No Deference Warranted
- The Public Service Commission's interpretation of the statute requires no "deference" per se. However practical the Commission's construction of the statute may appear, the statute as a whole, or in particular, certainly has not been subjected to any meaningful long and continued contemporaneous interpretation. Thus, the Commission's interpretation of the statute has simply not stood unchallenged for a considerable length of time and, obviously, has not been relied on by any party having an interest in the interpretation of the law. Thus, consistent with our standard of review, we shall focus our discussion and analysis on whether the Commission's interpretation of the statute was correct as a matter of law. Mont. Power Co. v. Mont PSC, 2001 MT 102, ¶ 27, 305 Mont. 260, 26 P.3d 91.
- In reviewing conclusions of law under the Montana Administrative Procedures Act, we determine whether the agency's interpretation of the law is correct. The conservation district argues that its decisions are entitled to deference. However, while long-standing statutory interpretations by agencies are entitled to "respectful consideration," and we have acknowledged the value of the conservation district's expertise, no discretion is involved when a tribunal arrives at a conclusion of law—the tribunal either correctly or incorrectly applies the law. Bitterroot River Protective Ass'n v. Bietterroot Conservation Dist., 2008 MT 377, ¶ 18, 346 Mont. 507, 198 P.3d 219.
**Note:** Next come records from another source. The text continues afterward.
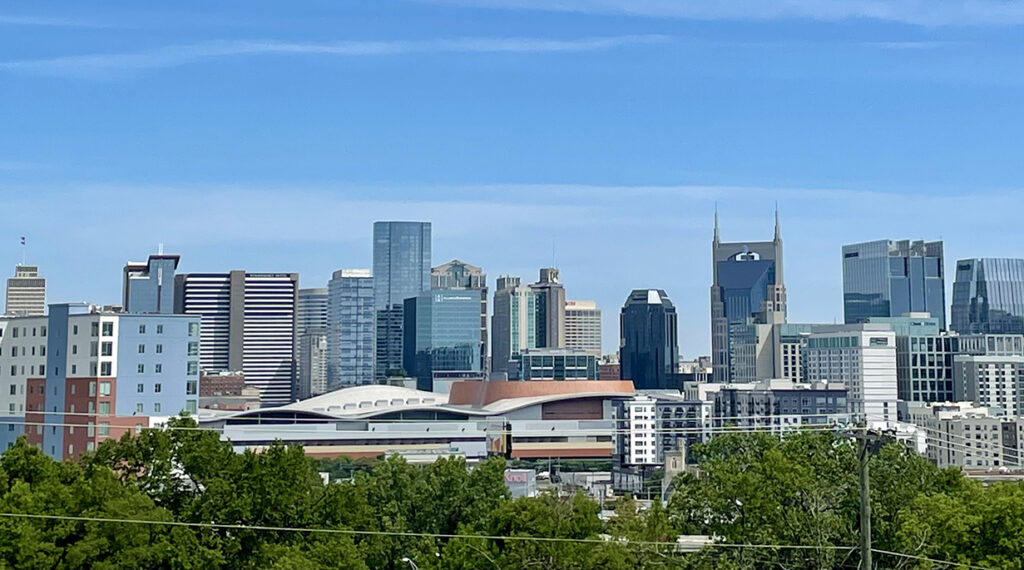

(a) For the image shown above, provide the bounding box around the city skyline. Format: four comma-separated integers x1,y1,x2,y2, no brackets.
3,196,1022,358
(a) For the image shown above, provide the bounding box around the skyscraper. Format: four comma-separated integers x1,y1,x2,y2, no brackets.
327,269,375,389
710,211,786,383
123,253,179,314
432,260,488,372
530,268,566,348
174,271,298,406
403,290,483,391
565,300,602,356
373,221,431,380
842,239,946,328
5,265,45,317
620,289,679,390
491,276,538,378
951,258,1024,335
295,288,328,399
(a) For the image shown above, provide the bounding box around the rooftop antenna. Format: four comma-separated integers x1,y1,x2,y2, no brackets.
713,202,720,244
19,236,26,266
158,243,164,255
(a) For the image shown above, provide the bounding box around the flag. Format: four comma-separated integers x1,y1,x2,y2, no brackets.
20,237,25,245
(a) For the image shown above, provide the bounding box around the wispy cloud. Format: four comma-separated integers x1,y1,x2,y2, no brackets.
419,0,1024,26
0,14,93,27
0,35,667,79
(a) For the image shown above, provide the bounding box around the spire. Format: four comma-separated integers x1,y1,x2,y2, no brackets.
713,203,720,244
774,202,781,242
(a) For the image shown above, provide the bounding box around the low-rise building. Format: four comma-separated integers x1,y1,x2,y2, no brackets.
906,401,1024,469
3,303,201,459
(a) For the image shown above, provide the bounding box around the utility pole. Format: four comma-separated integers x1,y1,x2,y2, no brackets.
857,424,872,570
851,422,893,570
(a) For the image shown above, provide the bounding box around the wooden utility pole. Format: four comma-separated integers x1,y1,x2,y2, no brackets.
858,426,872,570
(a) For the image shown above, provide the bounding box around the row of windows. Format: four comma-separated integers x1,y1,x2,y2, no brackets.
0,345,46,358
0,326,47,338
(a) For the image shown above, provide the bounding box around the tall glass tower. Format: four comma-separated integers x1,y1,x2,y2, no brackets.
620,289,679,390
372,221,431,380
951,258,1024,335
327,269,375,389
842,239,945,328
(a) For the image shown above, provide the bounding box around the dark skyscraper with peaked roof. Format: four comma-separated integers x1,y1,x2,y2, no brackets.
951,258,1024,335
710,210,786,383
842,239,946,328
620,289,679,390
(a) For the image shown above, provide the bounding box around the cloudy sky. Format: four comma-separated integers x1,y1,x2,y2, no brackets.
2,1,1022,355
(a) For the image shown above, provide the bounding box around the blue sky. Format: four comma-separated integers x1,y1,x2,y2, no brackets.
2,1,1023,355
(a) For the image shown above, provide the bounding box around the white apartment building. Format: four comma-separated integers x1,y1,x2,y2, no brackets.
805,324,898,427
5,265,45,317
907,402,1024,469
622,395,660,465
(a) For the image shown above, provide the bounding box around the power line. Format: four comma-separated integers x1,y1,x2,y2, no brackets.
872,548,999,570
0,512,854,552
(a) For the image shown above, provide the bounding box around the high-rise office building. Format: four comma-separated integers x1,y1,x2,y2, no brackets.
951,258,1024,335
805,324,897,427
565,300,602,356
295,288,328,399
327,269,375,389
5,265,45,317
174,271,298,406
1,304,200,459
842,239,946,328
867,315,955,403
432,260,488,372
710,211,786,383
123,253,179,314
373,221,431,380
491,276,538,378
530,268,566,348
620,289,679,390
403,290,483,391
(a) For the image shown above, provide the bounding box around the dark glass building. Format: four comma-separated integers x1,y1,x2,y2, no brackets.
620,289,679,390
373,221,431,381
842,239,946,328
403,290,483,391
951,258,1024,335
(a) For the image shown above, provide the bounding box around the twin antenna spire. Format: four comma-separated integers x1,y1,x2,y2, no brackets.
713,202,781,242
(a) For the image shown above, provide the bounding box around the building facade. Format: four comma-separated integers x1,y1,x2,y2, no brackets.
953,355,1024,417
432,260,488,372
710,212,786,383
530,268,566,349
565,300,602,356
514,348,598,381
620,289,679,390
373,221,431,381
951,258,1024,335
403,290,483,391
327,269,375,389
805,324,898,426
907,402,1024,469
174,271,298,406
491,276,538,378
123,253,179,314
295,288,328,399
3,304,200,459
842,239,946,328
5,265,45,317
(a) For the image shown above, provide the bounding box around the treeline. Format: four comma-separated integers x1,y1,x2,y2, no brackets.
0,418,1020,569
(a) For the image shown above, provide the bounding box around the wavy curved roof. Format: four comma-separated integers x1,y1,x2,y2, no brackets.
211,381,636,422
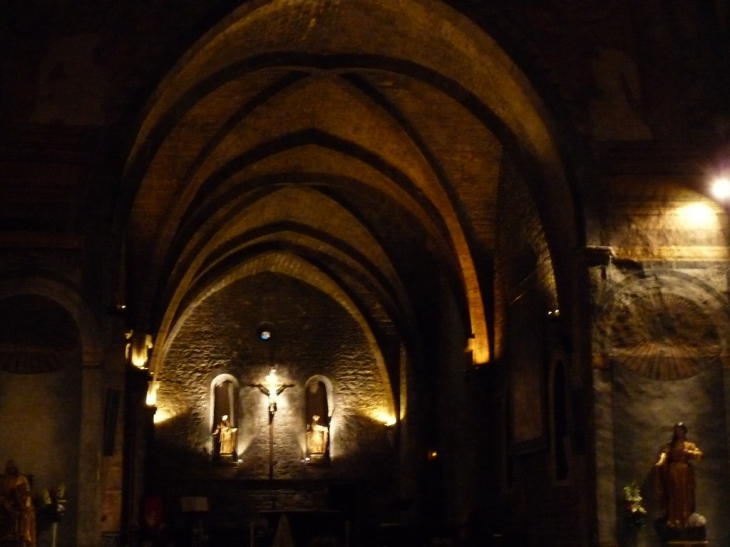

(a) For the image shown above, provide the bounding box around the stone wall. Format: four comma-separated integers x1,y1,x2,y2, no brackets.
591,178,730,547
153,272,398,526
489,156,589,546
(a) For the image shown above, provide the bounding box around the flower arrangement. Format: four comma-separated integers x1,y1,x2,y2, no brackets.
623,481,647,529
40,484,67,522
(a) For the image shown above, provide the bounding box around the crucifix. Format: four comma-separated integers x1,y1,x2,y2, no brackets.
249,368,294,479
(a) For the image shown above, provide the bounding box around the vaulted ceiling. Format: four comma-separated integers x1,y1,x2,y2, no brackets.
120,0,575,377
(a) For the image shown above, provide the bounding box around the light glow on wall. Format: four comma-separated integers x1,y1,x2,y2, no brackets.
146,380,159,406
264,368,278,400
372,410,396,426
675,203,717,228
153,408,173,423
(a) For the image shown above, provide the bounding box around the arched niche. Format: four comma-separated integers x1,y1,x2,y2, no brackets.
0,277,101,547
304,375,334,462
0,293,83,545
209,373,240,459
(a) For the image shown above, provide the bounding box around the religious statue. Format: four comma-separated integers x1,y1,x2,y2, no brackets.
307,415,329,457
213,415,237,455
0,460,36,547
654,423,703,529
249,369,294,424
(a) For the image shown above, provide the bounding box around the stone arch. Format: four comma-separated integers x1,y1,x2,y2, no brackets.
209,373,241,431
209,373,241,459
0,276,101,366
122,0,578,370
304,375,334,461
0,294,80,373
304,374,335,420
0,275,102,546
156,251,396,422
594,268,730,380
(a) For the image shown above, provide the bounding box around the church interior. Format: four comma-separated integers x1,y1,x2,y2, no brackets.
0,1,729,546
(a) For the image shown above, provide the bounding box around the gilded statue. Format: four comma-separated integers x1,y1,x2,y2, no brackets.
0,460,36,547
307,415,329,456
213,415,237,455
654,423,702,529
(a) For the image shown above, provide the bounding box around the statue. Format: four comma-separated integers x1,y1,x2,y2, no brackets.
307,415,329,457
654,423,703,529
213,415,237,455
249,369,294,424
0,460,36,547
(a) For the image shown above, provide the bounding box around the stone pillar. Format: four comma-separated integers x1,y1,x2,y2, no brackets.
77,362,103,547
724,366,730,492
594,367,618,547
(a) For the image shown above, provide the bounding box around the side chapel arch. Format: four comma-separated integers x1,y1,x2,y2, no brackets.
0,276,102,546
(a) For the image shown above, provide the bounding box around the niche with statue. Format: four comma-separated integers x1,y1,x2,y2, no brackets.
210,374,240,462
304,376,333,464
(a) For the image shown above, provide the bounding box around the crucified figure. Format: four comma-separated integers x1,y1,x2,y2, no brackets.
250,368,294,423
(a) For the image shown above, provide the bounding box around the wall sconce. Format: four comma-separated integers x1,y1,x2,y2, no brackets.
711,175,730,202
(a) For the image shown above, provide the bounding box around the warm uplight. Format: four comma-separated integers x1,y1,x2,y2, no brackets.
146,381,159,406
428,450,438,460
373,411,396,426
676,203,716,227
153,408,172,423
711,177,730,201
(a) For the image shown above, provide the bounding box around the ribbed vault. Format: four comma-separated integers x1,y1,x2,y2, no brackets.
121,0,574,389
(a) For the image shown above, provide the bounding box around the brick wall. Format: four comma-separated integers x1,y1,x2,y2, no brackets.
490,156,586,547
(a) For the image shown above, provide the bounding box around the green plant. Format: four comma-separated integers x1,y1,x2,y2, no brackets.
40,484,67,522
623,481,647,529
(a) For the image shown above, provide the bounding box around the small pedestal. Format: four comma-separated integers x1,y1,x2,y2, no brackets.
655,520,708,547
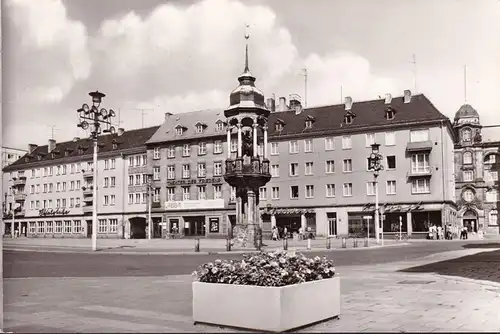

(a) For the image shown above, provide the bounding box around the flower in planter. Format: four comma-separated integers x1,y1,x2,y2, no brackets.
192,251,335,287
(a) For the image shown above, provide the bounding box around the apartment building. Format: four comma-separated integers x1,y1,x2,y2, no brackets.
258,91,458,238
453,104,500,234
2,126,159,238
145,110,235,237
2,146,27,169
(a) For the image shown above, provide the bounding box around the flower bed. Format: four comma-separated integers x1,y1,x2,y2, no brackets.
192,251,340,332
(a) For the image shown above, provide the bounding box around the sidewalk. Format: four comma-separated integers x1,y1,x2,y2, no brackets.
4,248,500,333
3,237,404,255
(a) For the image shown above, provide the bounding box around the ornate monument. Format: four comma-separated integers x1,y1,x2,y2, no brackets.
224,27,271,248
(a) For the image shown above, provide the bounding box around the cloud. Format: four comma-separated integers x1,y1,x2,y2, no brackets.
4,0,91,105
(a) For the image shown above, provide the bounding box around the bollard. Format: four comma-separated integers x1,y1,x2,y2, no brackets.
283,237,288,251
307,237,311,250
226,237,231,252
364,237,369,247
326,236,331,249
194,238,200,252
353,238,358,248
256,237,262,251
342,237,347,249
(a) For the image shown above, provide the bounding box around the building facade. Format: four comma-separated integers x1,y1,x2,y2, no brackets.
2,146,27,169
2,126,159,238
453,104,500,234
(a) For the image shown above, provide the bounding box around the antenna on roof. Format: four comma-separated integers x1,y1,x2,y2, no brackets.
49,125,59,140
129,108,155,128
463,64,468,104
411,54,418,94
301,68,308,107
340,85,343,103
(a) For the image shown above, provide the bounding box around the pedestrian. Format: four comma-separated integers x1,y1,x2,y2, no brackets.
283,226,288,239
271,226,278,241
437,225,442,240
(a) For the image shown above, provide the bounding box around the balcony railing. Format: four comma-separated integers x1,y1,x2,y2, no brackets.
13,177,27,186
83,205,93,213
82,186,94,195
82,169,94,178
224,158,271,176
407,167,433,178
14,193,27,201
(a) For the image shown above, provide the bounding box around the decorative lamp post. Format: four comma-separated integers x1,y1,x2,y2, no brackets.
146,174,154,240
77,91,116,251
369,143,384,244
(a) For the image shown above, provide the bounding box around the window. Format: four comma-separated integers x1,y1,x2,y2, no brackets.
62,182,67,191
76,180,81,189
305,162,314,175
365,134,375,147
153,147,160,159
486,189,498,203
43,200,47,208
325,160,335,174
128,194,134,204
271,164,280,177
182,187,190,200
485,154,497,164
109,219,118,233
128,175,134,185
230,139,238,152
64,220,72,233
142,174,148,185
43,167,48,177
167,146,175,158
135,175,141,185
135,193,140,204
29,222,36,234
304,139,313,152
36,200,40,209
386,180,396,195
290,186,299,199
62,199,67,207
135,156,141,167
55,221,63,233
411,179,430,194
462,128,472,142
46,221,53,234
56,199,60,208
196,124,204,133
69,181,74,191
167,187,175,201
111,158,116,169
110,177,116,187
98,219,107,233
70,198,74,208
230,187,236,202
198,142,207,155
305,120,313,129
104,195,109,206
197,185,206,200
289,141,298,154
214,141,223,154
104,159,109,170
73,220,82,233
343,159,352,173
275,123,283,132
176,126,184,136
488,171,498,182
325,137,334,151
110,195,116,205
214,185,222,199
141,154,147,166
289,163,298,176
342,136,352,149
36,184,40,193
259,187,267,200
272,187,280,200
153,188,160,202
343,183,353,196
37,221,45,234
167,165,176,180
463,171,473,182
270,142,279,155
56,166,61,175
305,185,314,199
366,182,376,196
385,132,395,146
198,163,206,178
326,184,335,197
410,129,429,142
76,198,80,207
182,144,191,157
216,121,224,132
214,162,222,176
30,185,35,194
104,177,109,188
182,164,190,179
62,165,67,175
153,167,160,180
129,156,134,166
49,167,53,176
387,156,396,169
463,152,473,164
43,184,48,193
411,154,430,173
490,210,498,225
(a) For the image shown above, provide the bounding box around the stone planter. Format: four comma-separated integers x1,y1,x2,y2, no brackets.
193,276,340,332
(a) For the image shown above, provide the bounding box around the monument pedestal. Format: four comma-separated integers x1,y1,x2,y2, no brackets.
232,224,258,248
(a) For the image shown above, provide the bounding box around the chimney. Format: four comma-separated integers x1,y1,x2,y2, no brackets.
279,97,287,112
165,112,173,121
28,144,38,154
289,94,303,115
73,137,80,142
117,128,125,136
48,139,56,153
404,89,412,103
266,97,276,112
344,96,353,111
385,93,392,105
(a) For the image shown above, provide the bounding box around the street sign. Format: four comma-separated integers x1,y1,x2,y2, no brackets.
363,216,372,220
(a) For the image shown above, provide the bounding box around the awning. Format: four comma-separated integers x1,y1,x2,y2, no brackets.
406,140,433,152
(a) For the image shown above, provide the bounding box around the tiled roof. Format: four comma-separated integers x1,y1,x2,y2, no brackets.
267,94,449,138
3,126,159,172
146,109,226,144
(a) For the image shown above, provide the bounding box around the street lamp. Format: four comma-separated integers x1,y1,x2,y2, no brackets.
369,143,384,244
77,91,117,251
146,174,154,240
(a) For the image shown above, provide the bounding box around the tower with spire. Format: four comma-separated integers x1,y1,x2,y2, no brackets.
224,26,271,247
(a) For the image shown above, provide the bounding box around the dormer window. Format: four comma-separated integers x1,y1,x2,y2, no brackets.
78,148,84,154
37,155,42,161
112,143,118,149
462,128,472,142
25,157,30,162
305,115,315,129
344,113,354,125
385,107,396,120
196,125,203,133
175,125,185,136
215,120,224,132
275,123,283,131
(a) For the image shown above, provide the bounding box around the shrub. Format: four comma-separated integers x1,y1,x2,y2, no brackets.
192,251,336,287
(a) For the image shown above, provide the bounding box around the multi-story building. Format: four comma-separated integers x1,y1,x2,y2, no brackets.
453,104,500,234
2,126,159,238
143,90,458,239
2,146,27,168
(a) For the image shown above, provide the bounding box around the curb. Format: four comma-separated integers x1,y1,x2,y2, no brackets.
3,242,409,256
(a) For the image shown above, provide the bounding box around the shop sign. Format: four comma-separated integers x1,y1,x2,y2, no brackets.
164,199,225,211
167,178,222,186
39,208,70,217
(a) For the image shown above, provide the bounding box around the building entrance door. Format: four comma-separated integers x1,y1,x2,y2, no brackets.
183,216,206,237
20,222,27,237
86,220,92,238
327,213,337,236
463,219,477,233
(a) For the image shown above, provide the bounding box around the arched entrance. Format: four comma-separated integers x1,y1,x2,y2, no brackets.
463,210,478,233
129,217,146,239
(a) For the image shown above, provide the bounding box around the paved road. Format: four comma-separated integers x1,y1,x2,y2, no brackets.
4,240,496,278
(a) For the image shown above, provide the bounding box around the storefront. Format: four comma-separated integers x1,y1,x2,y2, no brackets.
262,207,316,238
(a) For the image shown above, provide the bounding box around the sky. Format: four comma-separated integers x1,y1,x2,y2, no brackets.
3,0,500,149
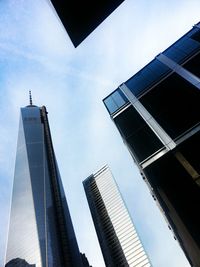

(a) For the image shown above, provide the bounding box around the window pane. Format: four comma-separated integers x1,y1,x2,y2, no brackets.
140,73,200,139
163,46,188,64
126,59,171,97
114,106,163,162
104,96,118,114
190,28,200,43
104,89,129,115
112,90,127,107
175,37,200,58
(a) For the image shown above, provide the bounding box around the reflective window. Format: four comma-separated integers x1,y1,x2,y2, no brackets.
112,90,127,107
125,59,171,97
103,89,129,114
163,28,200,64
174,37,199,55
163,46,187,63
103,96,118,114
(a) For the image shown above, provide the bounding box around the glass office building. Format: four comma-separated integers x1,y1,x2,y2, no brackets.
103,22,200,267
83,165,151,267
5,102,84,267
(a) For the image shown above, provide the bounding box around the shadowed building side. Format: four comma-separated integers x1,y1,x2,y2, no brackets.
103,22,200,267
49,0,124,47
80,253,93,267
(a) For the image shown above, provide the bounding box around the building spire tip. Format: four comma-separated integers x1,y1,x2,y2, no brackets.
29,90,33,105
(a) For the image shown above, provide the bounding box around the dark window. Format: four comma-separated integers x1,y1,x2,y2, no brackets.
140,73,200,139
178,131,200,174
191,28,200,43
127,125,163,162
183,52,200,78
114,106,163,162
144,140,200,246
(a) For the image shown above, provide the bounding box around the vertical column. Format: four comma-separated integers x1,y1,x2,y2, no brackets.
156,53,200,89
119,83,176,150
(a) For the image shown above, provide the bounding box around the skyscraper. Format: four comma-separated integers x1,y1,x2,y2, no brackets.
5,95,85,267
103,23,200,266
83,165,151,267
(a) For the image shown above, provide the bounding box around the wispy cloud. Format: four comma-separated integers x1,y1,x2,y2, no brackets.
0,0,200,266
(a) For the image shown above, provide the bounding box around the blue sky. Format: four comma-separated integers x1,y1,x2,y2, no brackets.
0,0,200,266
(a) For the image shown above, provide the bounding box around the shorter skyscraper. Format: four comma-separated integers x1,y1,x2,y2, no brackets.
83,165,151,267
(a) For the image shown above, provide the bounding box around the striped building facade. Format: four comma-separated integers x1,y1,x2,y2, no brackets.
83,165,151,267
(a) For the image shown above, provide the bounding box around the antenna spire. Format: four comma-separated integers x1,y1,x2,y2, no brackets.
29,90,33,105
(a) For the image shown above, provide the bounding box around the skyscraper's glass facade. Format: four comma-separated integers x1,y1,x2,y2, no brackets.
5,105,83,267
103,22,200,267
83,165,151,267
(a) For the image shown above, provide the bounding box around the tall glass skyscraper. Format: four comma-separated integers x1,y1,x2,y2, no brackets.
5,99,85,267
103,22,200,266
83,165,151,267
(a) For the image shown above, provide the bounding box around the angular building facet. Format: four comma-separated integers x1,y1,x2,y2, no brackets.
83,165,151,267
5,101,85,267
80,253,92,267
49,0,124,47
103,22,200,267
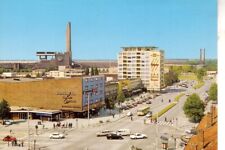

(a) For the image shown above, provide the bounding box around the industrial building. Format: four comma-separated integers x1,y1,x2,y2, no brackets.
0,75,105,119
117,47,164,91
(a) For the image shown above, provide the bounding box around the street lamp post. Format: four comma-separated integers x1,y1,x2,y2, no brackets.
87,93,90,126
156,112,159,150
83,88,97,126
27,110,30,150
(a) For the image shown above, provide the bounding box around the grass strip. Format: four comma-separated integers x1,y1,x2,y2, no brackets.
174,93,185,102
193,80,205,89
151,93,185,120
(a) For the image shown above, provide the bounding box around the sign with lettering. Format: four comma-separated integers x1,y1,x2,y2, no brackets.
57,92,76,104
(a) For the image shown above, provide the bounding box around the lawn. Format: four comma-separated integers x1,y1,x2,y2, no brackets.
178,73,197,81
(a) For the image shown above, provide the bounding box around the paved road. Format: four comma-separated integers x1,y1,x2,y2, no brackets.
0,79,213,150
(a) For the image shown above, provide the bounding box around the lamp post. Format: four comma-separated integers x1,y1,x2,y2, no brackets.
156,112,159,150
27,109,30,150
83,88,97,126
87,93,90,126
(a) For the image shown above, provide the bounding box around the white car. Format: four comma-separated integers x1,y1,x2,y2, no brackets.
127,112,133,117
145,111,152,118
130,133,147,139
4,120,13,125
96,130,113,137
49,132,65,139
117,129,131,136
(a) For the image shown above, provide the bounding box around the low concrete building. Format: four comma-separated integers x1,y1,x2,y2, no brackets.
1,72,16,78
0,75,105,118
46,68,85,78
10,106,62,121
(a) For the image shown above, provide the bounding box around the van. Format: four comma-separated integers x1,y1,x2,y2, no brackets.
117,129,131,136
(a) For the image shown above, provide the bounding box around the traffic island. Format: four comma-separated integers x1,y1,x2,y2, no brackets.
151,93,185,120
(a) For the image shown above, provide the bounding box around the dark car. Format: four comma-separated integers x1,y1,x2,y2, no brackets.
3,135,16,142
146,101,152,104
106,133,123,140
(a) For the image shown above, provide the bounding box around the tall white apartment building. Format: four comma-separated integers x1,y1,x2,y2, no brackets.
118,47,164,91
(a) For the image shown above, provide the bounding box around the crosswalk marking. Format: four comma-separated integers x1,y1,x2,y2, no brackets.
149,121,175,126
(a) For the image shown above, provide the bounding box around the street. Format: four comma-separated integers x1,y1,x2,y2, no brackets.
0,79,213,150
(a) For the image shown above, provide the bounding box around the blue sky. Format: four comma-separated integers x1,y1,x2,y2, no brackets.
0,0,217,60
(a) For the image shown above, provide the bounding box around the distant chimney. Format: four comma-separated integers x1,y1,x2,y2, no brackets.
200,49,202,64
66,22,71,53
203,48,206,64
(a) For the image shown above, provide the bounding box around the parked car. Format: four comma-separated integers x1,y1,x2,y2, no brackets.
3,135,16,142
96,130,113,137
106,133,123,140
117,129,131,136
127,112,133,117
49,132,65,139
185,93,190,96
145,111,152,118
146,101,152,104
3,120,13,125
130,133,147,139
185,128,197,135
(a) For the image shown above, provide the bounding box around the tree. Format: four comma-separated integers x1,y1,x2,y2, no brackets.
209,83,217,101
116,83,125,104
182,65,193,73
196,68,206,81
183,93,205,123
91,67,94,76
36,72,41,78
164,71,179,86
94,67,99,75
85,68,89,75
0,99,11,120
0,68,4,74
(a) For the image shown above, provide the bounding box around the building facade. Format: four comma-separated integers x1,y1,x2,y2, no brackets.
118,47,164,91
0,75,105,118
104,82,118,108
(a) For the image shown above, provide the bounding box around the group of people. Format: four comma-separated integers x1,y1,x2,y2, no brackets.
11,140,23,147
53,122,73,129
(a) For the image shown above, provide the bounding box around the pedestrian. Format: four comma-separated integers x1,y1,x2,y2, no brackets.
71,123,73,128
131,116,133,121
112,113,115,118
53,123,55,129
165,117,167,122
21,140,24,147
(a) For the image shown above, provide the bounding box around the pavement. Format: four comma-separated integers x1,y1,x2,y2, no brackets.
0,79,214,150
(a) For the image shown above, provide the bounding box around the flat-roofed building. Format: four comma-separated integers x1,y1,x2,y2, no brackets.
0,75,105,118
118,47,164,91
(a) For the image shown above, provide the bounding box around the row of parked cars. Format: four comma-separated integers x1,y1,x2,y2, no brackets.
118,93,156,110
96,129,147,140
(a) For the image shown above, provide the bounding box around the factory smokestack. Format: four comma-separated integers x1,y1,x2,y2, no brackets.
66,22,71,53
200,49,202,64
203,48,206,64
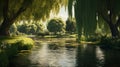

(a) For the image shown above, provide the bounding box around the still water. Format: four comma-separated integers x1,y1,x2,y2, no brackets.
10,38,120,67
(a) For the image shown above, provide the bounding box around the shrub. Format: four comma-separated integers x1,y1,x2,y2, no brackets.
66,18,76,33
47,18,65,34
17,22,44,35
98,36,120,50
0,37,34,67
0,50,9,67
15,40,34,50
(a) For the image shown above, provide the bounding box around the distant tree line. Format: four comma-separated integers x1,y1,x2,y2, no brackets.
10,18,76,36
10,21,44,35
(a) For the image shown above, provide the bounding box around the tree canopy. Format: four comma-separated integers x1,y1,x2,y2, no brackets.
0,0,68,36
47,18,65,34
0,0,68,21
68,0,120,41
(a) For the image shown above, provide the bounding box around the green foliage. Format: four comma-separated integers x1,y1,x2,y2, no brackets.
0,0,67,20
74,0,97,42
15,40,34,50
47,18,65,34
17,23,28,34
0,50,9,67
68,0,74,18
97,15,111,35
0,0,68,36
10,23,18,35
34,22,44,34
17,21,44,35
0,40,34,57
0,36,34,51
66,18,76,33
98,36,120,50
0,37,34,67
69,0,120,41
4,43,19,58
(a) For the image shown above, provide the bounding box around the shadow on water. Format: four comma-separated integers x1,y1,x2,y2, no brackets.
10,38,120,67
76,44,104,67
76,44,120,67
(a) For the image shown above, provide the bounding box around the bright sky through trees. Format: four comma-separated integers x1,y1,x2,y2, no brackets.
57,7,68,21
50,7,68,21
50,6,74,21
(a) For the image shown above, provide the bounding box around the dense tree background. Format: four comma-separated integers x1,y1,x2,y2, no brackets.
68,0,120,41
0,0,67,36
1,0,120,42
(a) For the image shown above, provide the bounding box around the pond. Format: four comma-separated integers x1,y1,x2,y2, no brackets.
10,38,120,67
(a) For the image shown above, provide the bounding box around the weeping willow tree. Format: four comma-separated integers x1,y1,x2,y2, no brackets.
97,0,120,38
68,0,74,18
74,0,97,41
68,0,120,41
0,0,68,36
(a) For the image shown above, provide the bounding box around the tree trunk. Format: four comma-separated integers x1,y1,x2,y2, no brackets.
108,22,119,38
0,19,12,36
0,3,26,36
108,8,119,38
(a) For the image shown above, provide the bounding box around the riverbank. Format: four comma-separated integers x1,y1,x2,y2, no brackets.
98,37,120,50
0,36,34,67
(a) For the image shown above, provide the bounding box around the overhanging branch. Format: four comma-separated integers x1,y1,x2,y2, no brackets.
9,7,26,24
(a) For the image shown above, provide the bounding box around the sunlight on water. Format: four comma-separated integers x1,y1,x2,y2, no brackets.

- This Court is not bound to an agency's definition of a statutory term. Mont. Dep't of Revenue v. Priceline.com, Inc., 2015 MT 241, ¶ 14, 380 Mont. 352, 354 P.3d 631 (citing Denke v. Shoemaker, 2008 MT 418, ¶ 39, 347 Mont. 322, 198 P.3d 284 (stating that Montana courts review an agency's interpretation of law for correctness)).
- Although we give deference to the interpretation given a statute by the officers or agency charged with its administration, this does not mean that courts must rubberstamp any interpretation the agencies may give a statute. Rules of statutory construction have no application if the language of the statute is clear and unambiguous. It has always been our rule that it is the province of the courts to construe and apply the law as they find it and to maintain its integrity as it has been written by a coordinate branch of the state government. When the terms of the statute are plain, unambiguous, direct and certain, it speaks for itself and there is no room for construction. Bay v. Dep't of Admin., Pub. Employee's Retirement Div., 212 Mont. 258, 265, 688 P.2d 1, 4 (1984).
- The construction of a statute by the person or agency responsible for its execution should be followed unless there are compelling indications that the construction is wrong. D'Ewart v. Neibauer, 228 Mont. 335, 340, 742 P.2d 1015, 1018 (1987).